The Barbers initially invited jazz and folk artists to perform for and entertain their other guests, and they invited Professor Marshall Stearns to talk about jazz and musical traditions. The lively give and take among the musicians, the audience, and Stearns led to formal discussions called “Roundtables” and later to a formalized “Jazz Workshop” exploring the roots and nuances of jazz, folk and blues. Musicians included Woody Guthrie, Pete Seeger, Eubie Blake, Candido, Tony Scott, Michael Olatunji, Brownie McGhee, Sonny Terry, Tom Glazer, John Lee Hooker, and Randy Weston. Poet Langston Hughes participated in the roundtables, read poetry, and introduced gospel singer Mahalia Jackson to the Barbers. A famed singer in the black church world, her performance at Music Inn marked her introduction to white audiences. Music Inn quickly gained a reputation in the jazz and folk communities as a unique place where musicians could bring their families and enjoy a relaxed environment, and where people were genuinely interested in their music and what they had to say about it.

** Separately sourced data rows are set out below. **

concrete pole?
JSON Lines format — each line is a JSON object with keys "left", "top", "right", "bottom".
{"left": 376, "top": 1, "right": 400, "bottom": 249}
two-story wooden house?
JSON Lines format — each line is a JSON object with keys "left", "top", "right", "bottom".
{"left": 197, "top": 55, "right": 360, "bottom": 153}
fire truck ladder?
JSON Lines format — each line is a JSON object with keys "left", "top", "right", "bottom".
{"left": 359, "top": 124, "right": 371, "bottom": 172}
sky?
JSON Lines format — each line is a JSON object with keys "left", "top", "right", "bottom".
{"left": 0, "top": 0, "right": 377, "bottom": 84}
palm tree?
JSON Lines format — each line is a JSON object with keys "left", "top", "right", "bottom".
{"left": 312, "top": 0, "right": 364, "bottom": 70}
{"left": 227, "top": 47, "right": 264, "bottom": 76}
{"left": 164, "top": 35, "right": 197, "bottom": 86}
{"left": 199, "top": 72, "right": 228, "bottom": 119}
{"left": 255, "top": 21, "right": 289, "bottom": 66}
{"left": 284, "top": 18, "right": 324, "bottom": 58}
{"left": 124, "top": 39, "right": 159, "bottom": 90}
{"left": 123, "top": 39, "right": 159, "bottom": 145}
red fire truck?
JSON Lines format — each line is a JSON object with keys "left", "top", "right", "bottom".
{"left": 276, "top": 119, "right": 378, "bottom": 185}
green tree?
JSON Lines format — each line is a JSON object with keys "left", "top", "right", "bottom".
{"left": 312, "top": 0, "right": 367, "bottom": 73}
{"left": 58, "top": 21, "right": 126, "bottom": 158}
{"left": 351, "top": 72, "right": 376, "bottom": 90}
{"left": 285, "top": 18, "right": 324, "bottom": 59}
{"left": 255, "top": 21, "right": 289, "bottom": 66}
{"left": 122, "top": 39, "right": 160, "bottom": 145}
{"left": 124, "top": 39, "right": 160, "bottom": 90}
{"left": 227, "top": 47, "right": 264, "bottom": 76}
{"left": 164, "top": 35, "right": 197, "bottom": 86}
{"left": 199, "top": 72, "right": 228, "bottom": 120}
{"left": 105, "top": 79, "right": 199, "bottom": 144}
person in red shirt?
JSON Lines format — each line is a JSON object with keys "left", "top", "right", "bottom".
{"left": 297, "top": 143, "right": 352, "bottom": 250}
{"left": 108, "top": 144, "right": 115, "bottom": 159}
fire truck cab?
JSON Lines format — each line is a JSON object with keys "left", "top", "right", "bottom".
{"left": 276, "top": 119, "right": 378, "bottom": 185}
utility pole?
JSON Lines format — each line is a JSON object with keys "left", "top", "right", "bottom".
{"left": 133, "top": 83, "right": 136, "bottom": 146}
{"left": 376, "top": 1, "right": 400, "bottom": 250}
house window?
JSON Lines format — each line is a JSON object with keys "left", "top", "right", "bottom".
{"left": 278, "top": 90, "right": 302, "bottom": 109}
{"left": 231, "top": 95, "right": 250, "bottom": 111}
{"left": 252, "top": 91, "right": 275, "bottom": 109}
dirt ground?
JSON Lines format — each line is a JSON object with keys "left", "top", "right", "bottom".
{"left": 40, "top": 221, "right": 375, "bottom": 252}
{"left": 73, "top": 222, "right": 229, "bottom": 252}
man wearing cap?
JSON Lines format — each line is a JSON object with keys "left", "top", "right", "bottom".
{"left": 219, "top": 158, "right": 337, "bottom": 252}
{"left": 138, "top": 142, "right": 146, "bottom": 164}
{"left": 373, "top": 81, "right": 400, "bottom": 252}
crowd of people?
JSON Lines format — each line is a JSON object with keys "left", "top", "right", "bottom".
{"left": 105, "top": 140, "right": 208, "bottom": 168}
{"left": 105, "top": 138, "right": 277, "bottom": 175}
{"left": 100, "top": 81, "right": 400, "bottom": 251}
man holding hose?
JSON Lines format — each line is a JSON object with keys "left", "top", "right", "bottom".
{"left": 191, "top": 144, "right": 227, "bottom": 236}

The popularity of the “Roundtable” discussions and performances soared among musicians, as Music Inn gained a reputation as a relaxed, family-friendly environment, and as a center of serious musical exploration. To accommodate the larger audience clamoring to hear the music, in 1955 the Barbers created the Berkshire Music Barn, setting up 600 seats in the courtyard of the hay barn. The Berkshire Music Barn became the first venue of its kind devoted solely to the presentation of jazz and folk. Tapping contacts and connections gathered from the years of “Roundtables”, Stephanie was able to program summer concerts featuring the top artists of the day – people like Louis Armstrong and Ella Fitzgerald. (See Appendix for list of Performers).
A kind of magic was captured at Music Inn. Musicians who had never played anywhere but in dingy bars and loud, smoky clubs were given due attention and respect at last. As Stephanie Barber pointed out, "It was the first theater for jazz where people weren't drinking and talking – they were paying attention to the music."